03:07 postado por Thiago Terenzi


E ele, por fim, fez de conta ser feliz e, então, foi. Ouviu os pingos de chuva baterem metálicos sobre a superfície que o cobria e sorriu de alegria sincera. Olhou-se em seu próprio olhar negro e viu-se sereno – de uma serenidade sem motivo, de ares perdidos numa quinta-feira errante pela madrugada.

Perdido em meio à noite – que é fria e ingrata –, parecia não temê-la. Ao contrário: fitava-a altivo, como quem experimenta o líquido salgado que é estar-se completo. E estava: não por ter tudo – mas por seu oposto. Sentia-se, o garoto, parte do mundo – e não dono dele. E isso lhe dava uma tranqüilidade serena que umedece os olhos.

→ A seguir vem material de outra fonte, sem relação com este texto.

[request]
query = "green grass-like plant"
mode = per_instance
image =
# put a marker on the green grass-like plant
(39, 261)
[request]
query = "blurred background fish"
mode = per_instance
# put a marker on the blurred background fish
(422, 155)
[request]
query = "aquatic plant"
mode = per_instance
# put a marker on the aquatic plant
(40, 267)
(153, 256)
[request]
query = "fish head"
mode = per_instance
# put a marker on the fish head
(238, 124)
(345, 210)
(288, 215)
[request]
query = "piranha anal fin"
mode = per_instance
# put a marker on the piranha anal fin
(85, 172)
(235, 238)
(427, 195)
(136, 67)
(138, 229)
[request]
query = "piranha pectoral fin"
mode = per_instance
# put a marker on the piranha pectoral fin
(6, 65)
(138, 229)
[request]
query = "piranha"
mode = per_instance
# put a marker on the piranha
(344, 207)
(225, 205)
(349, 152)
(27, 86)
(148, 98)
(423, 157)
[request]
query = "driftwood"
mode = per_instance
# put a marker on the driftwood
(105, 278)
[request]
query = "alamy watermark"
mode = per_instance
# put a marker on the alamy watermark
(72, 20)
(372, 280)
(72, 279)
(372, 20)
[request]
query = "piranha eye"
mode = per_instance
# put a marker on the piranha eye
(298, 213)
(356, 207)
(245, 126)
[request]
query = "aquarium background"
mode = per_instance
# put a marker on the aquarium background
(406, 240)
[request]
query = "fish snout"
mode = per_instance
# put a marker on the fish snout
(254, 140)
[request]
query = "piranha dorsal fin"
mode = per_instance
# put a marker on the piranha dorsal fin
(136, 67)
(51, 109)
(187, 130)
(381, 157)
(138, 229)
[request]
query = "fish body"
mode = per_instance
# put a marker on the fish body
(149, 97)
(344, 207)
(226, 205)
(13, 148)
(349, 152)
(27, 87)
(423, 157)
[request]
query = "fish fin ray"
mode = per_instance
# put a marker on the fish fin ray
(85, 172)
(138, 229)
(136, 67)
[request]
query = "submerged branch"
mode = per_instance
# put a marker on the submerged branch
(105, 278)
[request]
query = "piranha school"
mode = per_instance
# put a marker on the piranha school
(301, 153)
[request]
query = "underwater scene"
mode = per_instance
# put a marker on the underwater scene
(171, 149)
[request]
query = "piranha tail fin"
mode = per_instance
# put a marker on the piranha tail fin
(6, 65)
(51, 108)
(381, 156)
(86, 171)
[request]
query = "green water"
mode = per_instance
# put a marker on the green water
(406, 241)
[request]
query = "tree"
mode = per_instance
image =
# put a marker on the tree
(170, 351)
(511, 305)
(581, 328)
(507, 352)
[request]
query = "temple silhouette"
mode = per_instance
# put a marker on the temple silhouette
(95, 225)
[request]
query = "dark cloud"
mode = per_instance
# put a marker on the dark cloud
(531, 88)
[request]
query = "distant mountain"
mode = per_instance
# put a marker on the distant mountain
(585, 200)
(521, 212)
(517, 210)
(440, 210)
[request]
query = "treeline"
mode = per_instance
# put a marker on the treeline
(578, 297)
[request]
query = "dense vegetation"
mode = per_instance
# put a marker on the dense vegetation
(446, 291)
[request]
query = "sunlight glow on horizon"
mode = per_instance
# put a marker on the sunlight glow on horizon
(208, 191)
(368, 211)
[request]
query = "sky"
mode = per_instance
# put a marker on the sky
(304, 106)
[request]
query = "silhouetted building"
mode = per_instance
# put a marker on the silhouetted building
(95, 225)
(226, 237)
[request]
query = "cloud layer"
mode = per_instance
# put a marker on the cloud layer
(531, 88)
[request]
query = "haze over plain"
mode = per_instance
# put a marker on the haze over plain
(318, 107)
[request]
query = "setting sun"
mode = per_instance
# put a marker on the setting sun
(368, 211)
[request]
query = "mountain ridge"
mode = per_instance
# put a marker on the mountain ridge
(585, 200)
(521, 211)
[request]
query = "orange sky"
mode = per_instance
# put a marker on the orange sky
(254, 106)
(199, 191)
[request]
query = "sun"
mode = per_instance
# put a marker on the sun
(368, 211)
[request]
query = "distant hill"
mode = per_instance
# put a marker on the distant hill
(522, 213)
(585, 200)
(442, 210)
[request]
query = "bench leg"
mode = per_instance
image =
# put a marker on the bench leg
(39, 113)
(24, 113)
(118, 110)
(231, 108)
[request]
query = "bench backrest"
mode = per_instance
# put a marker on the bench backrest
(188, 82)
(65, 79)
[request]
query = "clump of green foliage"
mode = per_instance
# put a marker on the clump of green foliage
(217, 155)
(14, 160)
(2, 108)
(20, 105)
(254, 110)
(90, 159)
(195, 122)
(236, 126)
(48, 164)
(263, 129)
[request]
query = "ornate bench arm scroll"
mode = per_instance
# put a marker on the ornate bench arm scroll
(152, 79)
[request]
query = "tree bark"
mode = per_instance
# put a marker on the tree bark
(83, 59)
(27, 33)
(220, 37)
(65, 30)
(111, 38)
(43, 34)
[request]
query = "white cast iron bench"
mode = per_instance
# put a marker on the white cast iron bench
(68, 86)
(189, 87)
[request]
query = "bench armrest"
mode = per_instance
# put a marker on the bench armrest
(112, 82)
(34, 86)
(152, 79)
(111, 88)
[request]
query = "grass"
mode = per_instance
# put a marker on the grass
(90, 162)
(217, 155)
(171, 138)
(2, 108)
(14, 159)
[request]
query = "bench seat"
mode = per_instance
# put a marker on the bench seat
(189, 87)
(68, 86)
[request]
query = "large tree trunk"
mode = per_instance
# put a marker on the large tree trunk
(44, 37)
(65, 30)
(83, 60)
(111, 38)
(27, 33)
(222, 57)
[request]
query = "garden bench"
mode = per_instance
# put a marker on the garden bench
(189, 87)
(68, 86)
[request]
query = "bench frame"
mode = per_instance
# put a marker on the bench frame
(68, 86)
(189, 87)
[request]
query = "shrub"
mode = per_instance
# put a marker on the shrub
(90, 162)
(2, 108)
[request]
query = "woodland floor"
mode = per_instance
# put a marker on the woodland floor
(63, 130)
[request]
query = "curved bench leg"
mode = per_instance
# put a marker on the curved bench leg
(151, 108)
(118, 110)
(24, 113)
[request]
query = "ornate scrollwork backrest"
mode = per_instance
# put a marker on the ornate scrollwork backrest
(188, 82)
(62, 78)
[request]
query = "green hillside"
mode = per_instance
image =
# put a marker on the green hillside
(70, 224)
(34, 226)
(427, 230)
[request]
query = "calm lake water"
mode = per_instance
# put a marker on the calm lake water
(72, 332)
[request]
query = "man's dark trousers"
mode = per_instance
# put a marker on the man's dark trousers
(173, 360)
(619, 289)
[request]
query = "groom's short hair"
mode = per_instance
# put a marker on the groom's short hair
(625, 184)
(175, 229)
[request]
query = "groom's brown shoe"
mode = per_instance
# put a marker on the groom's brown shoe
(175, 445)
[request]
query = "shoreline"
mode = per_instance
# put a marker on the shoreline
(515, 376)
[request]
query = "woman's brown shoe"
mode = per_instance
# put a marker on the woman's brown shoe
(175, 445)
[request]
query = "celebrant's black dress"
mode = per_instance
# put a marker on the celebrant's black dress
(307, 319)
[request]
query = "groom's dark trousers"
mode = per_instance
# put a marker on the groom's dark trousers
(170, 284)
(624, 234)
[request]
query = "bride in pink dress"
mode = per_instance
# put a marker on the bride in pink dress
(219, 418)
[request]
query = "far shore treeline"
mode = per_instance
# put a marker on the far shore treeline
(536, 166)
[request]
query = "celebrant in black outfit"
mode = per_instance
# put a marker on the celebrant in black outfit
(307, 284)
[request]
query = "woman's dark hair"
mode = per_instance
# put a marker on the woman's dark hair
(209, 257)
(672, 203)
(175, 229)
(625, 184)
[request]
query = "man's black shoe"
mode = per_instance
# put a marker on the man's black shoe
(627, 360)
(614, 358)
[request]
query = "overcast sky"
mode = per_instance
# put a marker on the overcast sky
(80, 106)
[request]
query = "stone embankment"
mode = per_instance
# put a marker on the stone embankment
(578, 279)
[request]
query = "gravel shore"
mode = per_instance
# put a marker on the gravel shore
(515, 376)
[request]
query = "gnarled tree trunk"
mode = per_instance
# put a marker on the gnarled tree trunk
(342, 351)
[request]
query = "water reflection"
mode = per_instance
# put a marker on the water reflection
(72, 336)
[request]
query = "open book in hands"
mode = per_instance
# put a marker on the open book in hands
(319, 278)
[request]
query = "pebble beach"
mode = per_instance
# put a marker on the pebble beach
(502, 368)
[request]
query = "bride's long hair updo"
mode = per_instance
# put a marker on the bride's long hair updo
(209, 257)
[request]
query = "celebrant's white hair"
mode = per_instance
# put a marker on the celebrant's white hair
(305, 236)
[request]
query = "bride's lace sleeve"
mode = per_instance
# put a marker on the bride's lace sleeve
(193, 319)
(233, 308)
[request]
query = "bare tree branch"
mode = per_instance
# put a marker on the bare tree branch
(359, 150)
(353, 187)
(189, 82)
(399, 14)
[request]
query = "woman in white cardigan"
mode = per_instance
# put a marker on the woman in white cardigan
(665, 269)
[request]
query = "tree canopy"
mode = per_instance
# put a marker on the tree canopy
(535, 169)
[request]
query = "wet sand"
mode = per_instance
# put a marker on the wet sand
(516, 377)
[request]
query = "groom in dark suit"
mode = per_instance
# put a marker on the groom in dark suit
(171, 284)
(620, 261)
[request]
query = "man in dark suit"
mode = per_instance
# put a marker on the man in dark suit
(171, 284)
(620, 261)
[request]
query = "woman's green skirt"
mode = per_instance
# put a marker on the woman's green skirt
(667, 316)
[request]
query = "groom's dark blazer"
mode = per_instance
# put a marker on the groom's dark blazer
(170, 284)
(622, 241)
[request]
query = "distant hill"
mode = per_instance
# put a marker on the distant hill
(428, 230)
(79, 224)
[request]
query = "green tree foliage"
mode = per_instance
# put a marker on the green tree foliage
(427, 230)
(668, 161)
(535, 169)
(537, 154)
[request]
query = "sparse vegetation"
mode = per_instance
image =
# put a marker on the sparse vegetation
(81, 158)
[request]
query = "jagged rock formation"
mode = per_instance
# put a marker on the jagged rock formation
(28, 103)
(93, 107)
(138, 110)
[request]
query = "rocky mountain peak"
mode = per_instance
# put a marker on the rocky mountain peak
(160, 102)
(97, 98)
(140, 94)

E, deitado sobre o colo da própria noite – personificada em carne e osso –, abriu a alma e sorriu. Sentiu-se forte de uma força que lhe era legítima e arriscou-se a sonhar. “A salvação é pelo risco”, ouviu um dia em leituras passadas – e então arriscou-se em ser feliz. E foi. E sentiu o cheiro do colo, que era macio e adocicado e adormeceu.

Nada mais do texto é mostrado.